Many “ag of the middle” producers had tapped into Portland’s vibrant restaurant scene or sold to schools or institutions, and were left scrambling as those buyers reduced purchases or closed entirely. Many farmers, ranchers and fishermen lost 50 percent of their market when restaurants closed, said Emma Sharer, The Redd campus manager.
“Everybody was stunned at first,” Sharer said.
“What are you left with?” said Tyson Rasor, fisheries and food systems director for Ecotrust, a Portland nonprofit that operates The Redd. “Where can you move product? Can you move product?”
Rather than let food go to waste, The Redd hosted a Feed the Mass project that served 385 free meals the first week. Organizers temporarily used the facility’s Community Kitchen to prepare meals. The Redd expected to reopen it for demonstrations and as a place for food entrepreneurs to develop products.
Food producers returned to direct-to-consumer sales if possible, said Maia Hardy, Ecotrust’s “Ag of the Middle” manager.
Many producers had already nailed the CSA business model and were using Portland’s restaurant scene to scale up, she said. With restaurants closed, they pivoted back to selling directly to consumers, Hardy said.

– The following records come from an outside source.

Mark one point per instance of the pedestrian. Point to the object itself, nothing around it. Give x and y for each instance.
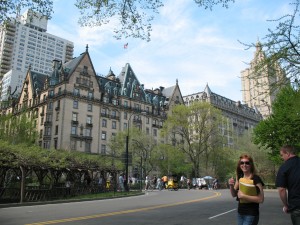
(147, 182)
(159, 183)
(165, 181)
(288, 182)
(249, 197)
(188, 183)
(68, 188)
(182, 178)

The abrupt changes up and down the food chain, coupled with consumer behavior, caused many people to reconsider the entire system, Hardy and other observers said. Whether that increased awareness leads to permanent change is anyone’s guess, however.
“What happens after Covid, when the restaurants are open and the store shelves are kicking again?” Hardy asked. “Of course, we don’t know.”
“It totally could be a wake up,” said Sharer, The Redd campus manager. “Everyone in our society is forced to think about it now.”